Overall, this is a positive development as, anecdotally, it appears that many of the new investors entering the market are younger and have the advantage of time on their side. It is also interesting that individual investors piled into a very choppy market where, traditionally, retail investors would have been trimming exposure to protect their portfolios. Part of this increased risk tolerance may be generational – we just don't have the data to be able to make that judgement right now.
Name Recognition Matters
With more individual investors in the market, the headline effect seems to be amplified. Many commentators have pointed to the rally in Hertz Global shares after the company filed for Chapter 11 bankruptcy as a type of backhanded condemnation of individual investors trading for themselves. While investing in a company going into Chapter 11 isn't a common approach, there is nothing wrong with a bit of contrarian thinking in the markets. Moreover, almost all of those same commentators have a bone-headed call in their own past. That is how many of us learn what not to do in choppy markets – through experience.
The early recovery or even overperformance of popular stocks that are well known wasn't solely due to individual investors, however. Institutional funds and tracking funds also have large positions in the narrow band of big tech firms that individual investors have been buying. Amazon.com, Inc. (AMZN), Alphabet Inc. (GOOG), Apple Inc. (AAPL), and Facebook, Inc. (FB) have all benefited from the core users of their products also becoming shareholders through fractional purchases.

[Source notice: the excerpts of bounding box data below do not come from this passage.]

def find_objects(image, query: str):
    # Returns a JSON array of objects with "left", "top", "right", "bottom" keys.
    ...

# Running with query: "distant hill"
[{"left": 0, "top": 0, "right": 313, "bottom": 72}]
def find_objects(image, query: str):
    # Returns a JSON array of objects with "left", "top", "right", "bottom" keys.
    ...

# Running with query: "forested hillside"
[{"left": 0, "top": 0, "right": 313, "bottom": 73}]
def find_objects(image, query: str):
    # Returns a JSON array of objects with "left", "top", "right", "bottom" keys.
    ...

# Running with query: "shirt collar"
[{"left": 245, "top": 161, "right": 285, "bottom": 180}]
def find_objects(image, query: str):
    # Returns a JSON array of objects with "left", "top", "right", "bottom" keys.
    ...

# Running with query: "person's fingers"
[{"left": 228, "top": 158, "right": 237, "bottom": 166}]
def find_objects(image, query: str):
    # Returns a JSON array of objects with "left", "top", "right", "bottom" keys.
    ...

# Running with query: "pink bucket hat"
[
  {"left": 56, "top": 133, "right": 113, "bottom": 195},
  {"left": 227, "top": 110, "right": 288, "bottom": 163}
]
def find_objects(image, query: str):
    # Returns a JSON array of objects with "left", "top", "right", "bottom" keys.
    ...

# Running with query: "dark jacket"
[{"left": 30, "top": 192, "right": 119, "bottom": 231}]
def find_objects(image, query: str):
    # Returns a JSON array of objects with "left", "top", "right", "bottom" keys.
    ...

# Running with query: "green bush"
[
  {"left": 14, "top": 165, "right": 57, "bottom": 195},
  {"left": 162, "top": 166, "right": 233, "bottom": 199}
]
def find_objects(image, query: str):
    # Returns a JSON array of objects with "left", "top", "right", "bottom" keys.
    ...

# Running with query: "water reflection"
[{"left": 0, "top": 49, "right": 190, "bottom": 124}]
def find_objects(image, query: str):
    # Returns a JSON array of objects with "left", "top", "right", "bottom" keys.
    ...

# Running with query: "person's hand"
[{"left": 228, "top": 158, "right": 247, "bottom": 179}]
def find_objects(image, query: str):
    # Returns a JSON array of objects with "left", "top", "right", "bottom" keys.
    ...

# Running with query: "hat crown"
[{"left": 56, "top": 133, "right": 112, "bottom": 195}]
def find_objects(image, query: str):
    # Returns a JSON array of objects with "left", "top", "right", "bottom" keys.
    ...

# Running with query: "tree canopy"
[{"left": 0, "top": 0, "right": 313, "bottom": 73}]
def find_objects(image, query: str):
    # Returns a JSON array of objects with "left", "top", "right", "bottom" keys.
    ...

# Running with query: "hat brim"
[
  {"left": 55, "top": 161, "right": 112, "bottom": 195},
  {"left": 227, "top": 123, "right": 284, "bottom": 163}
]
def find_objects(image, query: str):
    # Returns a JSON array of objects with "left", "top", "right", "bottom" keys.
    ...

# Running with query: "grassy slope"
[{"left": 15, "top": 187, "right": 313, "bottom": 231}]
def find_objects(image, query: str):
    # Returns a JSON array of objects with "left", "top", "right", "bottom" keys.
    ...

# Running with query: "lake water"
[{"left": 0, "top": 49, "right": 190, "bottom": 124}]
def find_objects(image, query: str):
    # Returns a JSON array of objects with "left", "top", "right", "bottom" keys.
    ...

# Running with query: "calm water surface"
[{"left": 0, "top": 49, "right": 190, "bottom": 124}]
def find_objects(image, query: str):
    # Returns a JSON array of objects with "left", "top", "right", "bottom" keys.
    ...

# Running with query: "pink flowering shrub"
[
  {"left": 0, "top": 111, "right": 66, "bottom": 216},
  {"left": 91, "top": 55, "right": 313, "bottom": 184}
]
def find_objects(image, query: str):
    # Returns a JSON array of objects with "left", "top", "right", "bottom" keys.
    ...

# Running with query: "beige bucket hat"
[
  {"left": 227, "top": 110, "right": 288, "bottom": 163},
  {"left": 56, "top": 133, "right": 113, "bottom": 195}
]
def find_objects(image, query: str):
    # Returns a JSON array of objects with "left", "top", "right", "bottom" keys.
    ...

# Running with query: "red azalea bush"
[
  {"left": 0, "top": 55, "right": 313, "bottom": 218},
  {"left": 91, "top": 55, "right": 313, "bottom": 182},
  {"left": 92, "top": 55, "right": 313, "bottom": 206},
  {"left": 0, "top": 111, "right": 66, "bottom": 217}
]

In fact, no less a market guru than Peter Lynch taught individual investors that investing in what you know was a critical first step. Hopefully these same investors continue on their learning path and absorb Lynch's lessons on valuations and the price/earnings-to-growth (PEG) ratio.
Eerily Familiar Territory
The surge in individual investing does have some uncomfortable familiarity to it. Stock picks are being discussed across social media platforms in the same way that internet stock picks were proliferating in message boards leading up to the bursting of the dotcom bubble in the late '90s. Certain stocks have also appeared to have become unmoored from traditional valuations, which is a cause for concern.
There is also a lot of froth in the initial public offering (IPO) market, with special purpose acquisition companies (SPACs) putting lipstick on the old blank check company pig. Here again, though, it is not just individual investors causing the market to froth. Many of the institutional investors – for all their data, analysts, and algorithms – are in just as deep on this rally. The worry here is that, if we suffer a dotcom-like correction, the individual investors who get burned may pull back from the market again.
The Bottom Line
Taking control of your investment portfolio is easier than ever, and it looks like more people are doing just that. Right now there are some odd and even concerning things in the market, but that owes to the actions of all market participants, not just new individual investors.
Ideally, the market evens out as the pandemic is brought under control and any adjustments in valuation run-ups are gradual. Even if a sharp correction is in our future, individual investors new and experienced will hopefully dust themselves off and move on a little wiser and warier rather than pulling back entirely. Investing works best when you approach it as a lifelong habit rather than a phase.